(Cross posted to realtimecollisiondetection.net)
If you must support immediate mode rendering in your pipeline, here are some tips for maximizing performance.
Make your primitives as high level as possible
- Prefer baked shapes to procedural primitives.
- Prefer procedurals to strips or point batches
- Prefer strips or point batches to quads, quads to tris.
For example, HUDs are often drawn with immediate or immediate-like rendering. If you can, bake the HUD so you can submit it as a single primitive. If the HUD has a highly variable part, try baking all of it except for the variable part, and have that have a fixed data size so you can just blit in what you need.
If you must support submission of arbitrary lists of primitives, collate the primitives into baked buffers; don't submit individual primitives to the driver except as an extreme last resort (even in OpenGL).
Treat text blocks and particle systems as single primitives. Maintain a single buffer or set of buffers, and recycle it. There will be an optimal size for this buffer that is a tradeoff between your application's requirements and hardware/driver performance. Profile often.
If you have a shape that you will re-use for several frames, bake it.
If you frequently use some shape like a disc, parameterize it, and blit it into your render stream as a high level disc primitive.
Use the notion of materials, never the fixed function pipeline (don't use a model of the FFP either!)
- The driver will maintain an internal state machine tracking your operations versus its internal state which represents a virtual model of the fixed function pipeline. In general all this state tracking is expensive.
- You need to minimize the state changes that are costly - and you will need to measure the hardware to find out what is actually slow. Don't trust what you read in a book or found on the web. It changes frequently.
- Create immediate mode materials that are blocks of expensive state change. Submit these blocks to the pipeline in chunks; don't do it in dribs and drabs.
- Order your renders to minimize invocations of these blocks. For typical immediate modes, you might be able to boil these materials down to a small set such as "unlit, untextured", "unlit, textured", "lit, textured", "shiny lit, textured", "unlit, alpha transparency".
- You also need to know the cost of a texture bind. Depending on whether texture bind or other state change is more expensive you will need to order your draws by texture then sub-order by material, or material then sub-order by texture.
Create an "unbind" material that creates a state change block that undoes the immediate material bind so that you don't mung things up for the rest of your pipeline.
- All the materials should touch all of the same state.
- Only issue the unbind material before you revert to non-immediate rendering.
- Assign each material a number. Order the numbers such that moving from one material to the next in sequence touches the fewest pipeline states. (You'll see why when we get to the keys.) Here, we are relying on the driver internal state tracking to help us minimize the cost of material binding.
Figure out what restrictions you can live with, and pick your restrictions for speed.
- If your application can get away with a text draw, and textured screen facing quads, support only that, and make it screamingly fast.
- So many things you think you need immediate for, such as manipulator axis, you can trivially do another way with baked geometry. If you can bake it, do!

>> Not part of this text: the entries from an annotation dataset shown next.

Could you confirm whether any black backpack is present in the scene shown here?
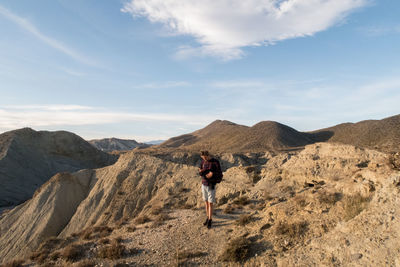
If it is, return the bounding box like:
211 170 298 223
210 160 224 184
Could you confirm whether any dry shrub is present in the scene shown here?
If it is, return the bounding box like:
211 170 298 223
99 238 110 245
177 250 207 265
253 173 261 184
276 221 308 239
76 259 96 267
50 251 61 261
97 240 125 260
29 249 50 264
61 245 84 262
1 260 24 267
151 213 171 227
80 225 113 240
343 193 371 221
294 195 308 208
235 214 253 226
135 215 151 224
220 237 251 262
233 196 250 206
126 225 136 233
151 206 163 215
224 205 235 214
263 191 274 202
318 192 343 205
389 153 400 171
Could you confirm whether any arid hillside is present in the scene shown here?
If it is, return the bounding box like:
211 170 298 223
159 120 323 152
157 115 400 153
89 138 150 152
0 128 117 207
313 115 400 153
0 143 400 266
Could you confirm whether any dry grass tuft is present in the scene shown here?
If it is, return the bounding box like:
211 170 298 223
276 221 308 239
61 245 84 262
233 196 250 206
318 192 343 205
126 225 136 233
177 250 207 266
343 193 371 221
223 205 235 214
220 237 251 262
135 215 151 224
151 213 171 228
97 240 125 260
235 214 253 226
151 206 163 215
76 259 96 267
1 260 25 267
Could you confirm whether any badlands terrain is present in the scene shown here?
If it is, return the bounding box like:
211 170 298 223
0 116 400 266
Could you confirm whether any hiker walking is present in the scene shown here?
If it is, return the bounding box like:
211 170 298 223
199 151 222 229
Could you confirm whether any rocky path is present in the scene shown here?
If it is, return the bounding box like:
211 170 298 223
109 210 238 266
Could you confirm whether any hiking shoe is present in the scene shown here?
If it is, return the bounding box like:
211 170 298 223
207 220 212 229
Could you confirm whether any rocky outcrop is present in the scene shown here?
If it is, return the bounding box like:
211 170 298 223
0 143 400 266
89 138 150 152
0 128 116 207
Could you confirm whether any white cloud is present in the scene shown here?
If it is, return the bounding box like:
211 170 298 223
0 5 96 66
133 81 191 89
0 105 211 131
122 0 369 60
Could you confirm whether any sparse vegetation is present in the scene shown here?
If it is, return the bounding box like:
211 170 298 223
97 240 125 260
220 237 251 262
318 191 343 205
233 196 250 206
177 250 207 265
223 205 235 214
236 214 253 226
343 193 371 221
77 259 96 267
79 225 113 240
126 225 136 233
151 206 163 215
276 221 308 239
2 260 25 267
151 213 171 227
253 173 262 184
61 244 84 262
135 215 151 224
294 195 308 208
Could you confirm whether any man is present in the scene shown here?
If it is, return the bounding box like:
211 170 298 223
199 151 221 229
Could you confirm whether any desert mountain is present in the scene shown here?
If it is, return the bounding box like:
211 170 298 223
156 120 324 152
0 142 400 266
313 115 400 152
0 128 116 206
158 115 400 155
89 138 150 152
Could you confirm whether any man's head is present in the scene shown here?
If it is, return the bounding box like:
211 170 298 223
200 150 211 160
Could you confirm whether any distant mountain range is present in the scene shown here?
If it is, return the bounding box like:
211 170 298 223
0 128 117 207
89 138 151 152
154 115 400 152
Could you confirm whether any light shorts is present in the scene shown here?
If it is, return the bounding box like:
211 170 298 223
201 184 216 203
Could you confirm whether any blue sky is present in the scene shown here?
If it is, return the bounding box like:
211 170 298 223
0 0 400 141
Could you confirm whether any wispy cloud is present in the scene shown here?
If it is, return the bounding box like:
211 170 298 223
0 105 210 130
0 5 97 66
121 0 369 60
133 81 191 89
359 25 400 37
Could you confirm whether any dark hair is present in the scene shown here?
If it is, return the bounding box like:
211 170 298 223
200 150 210 156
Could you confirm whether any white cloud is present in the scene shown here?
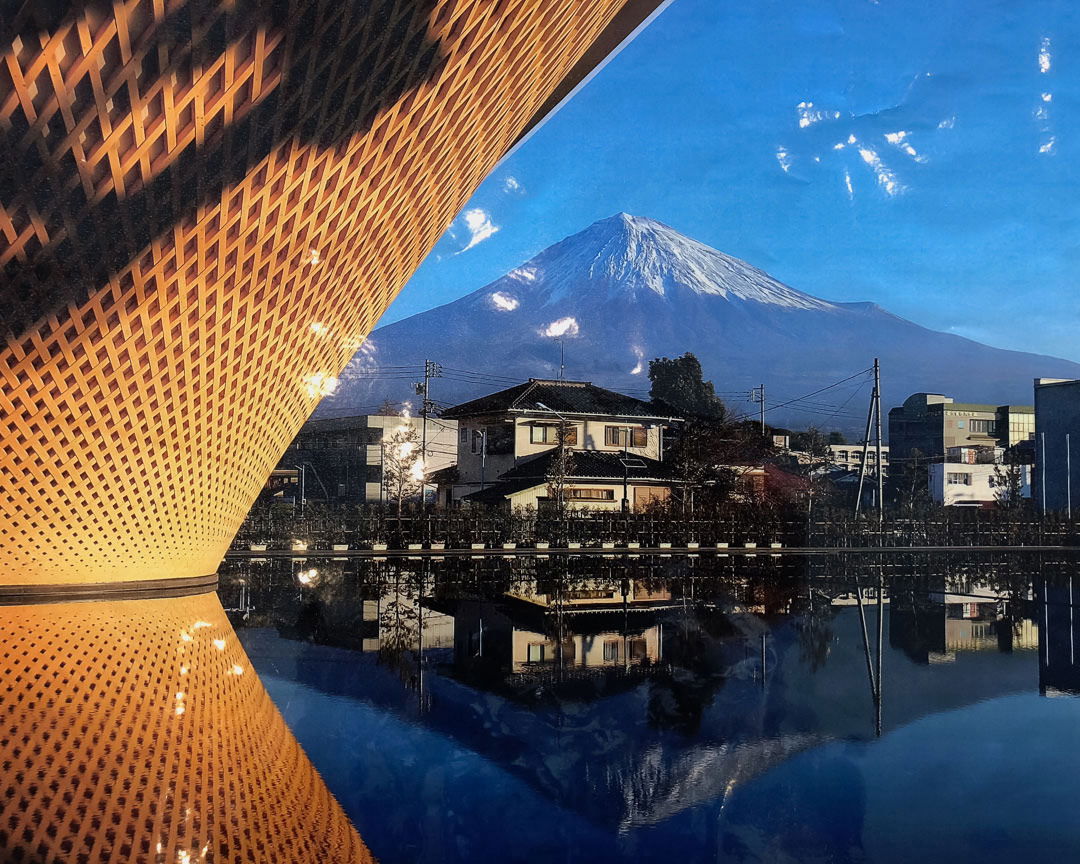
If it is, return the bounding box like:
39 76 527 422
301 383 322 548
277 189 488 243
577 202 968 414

- The immediate pipeline is your last resort.
Divide your rendering into phases. These phases are highly dependent on what you need your render engine to do to support your game. Typical phase breakdown might be
- z-depth pre-pass, non-alpha geo, alpha-geo, post-passes, composite, HUD
Assign a key to each batch of immediate renders. A typical 32 bit key might look like this (where 0 is the MSB):
|0-3:phase||4-11: material||12-16: texture||17-31: rough z|
- highest order bits to indicate render phase
- a few bits to indicate material
- a few bits to indicate a texture page in VRAM
- the rest of the bits for rough z-order. If you want to use early z-depth, make low numbers near the camera. If you need back to front ordering for painters', then use high numbers near the camera
Use sorted submission lists using the key and merge sort during just in time final push to hardware as discussed earlier in the Input Latency thread. If you can keep the submission lists persistent from frame to frame, a radix sort works well for the individual lists before the merge sort. I am assuming that the rest of you render engine is similar broken into phases in order that the immediate lists can be interleaved with other incoming draws from other threads.
Note that not all immediate rendering needs to be accumulated in submissions. The non-alpha geo phase in particular can be submitted interleaved with regular rendering for minimal latency. Unless you want to insert fences and syncs into your pipeline, all other order dependent phases will need to be accumulated into buffers. Fences and syncs can help you minimize RAM usage because the pipeline can demand that the engine cough up render requests at the right time, but you run the risk of stalling everything.
On some architectures, you can chain in render primitives without copying the data into a GPU queue; in that case you're golden because you can just make DMA thread through all your drawing. The major caveat there is to make sure the data isn't discarded or overwritten until the DMA has chased past its end. With careful structuring, you can save large amounts of memory for things like water surfaces if you can queue up the next frame of simulation for the precise moment the DMA is done with the last frame's vertices.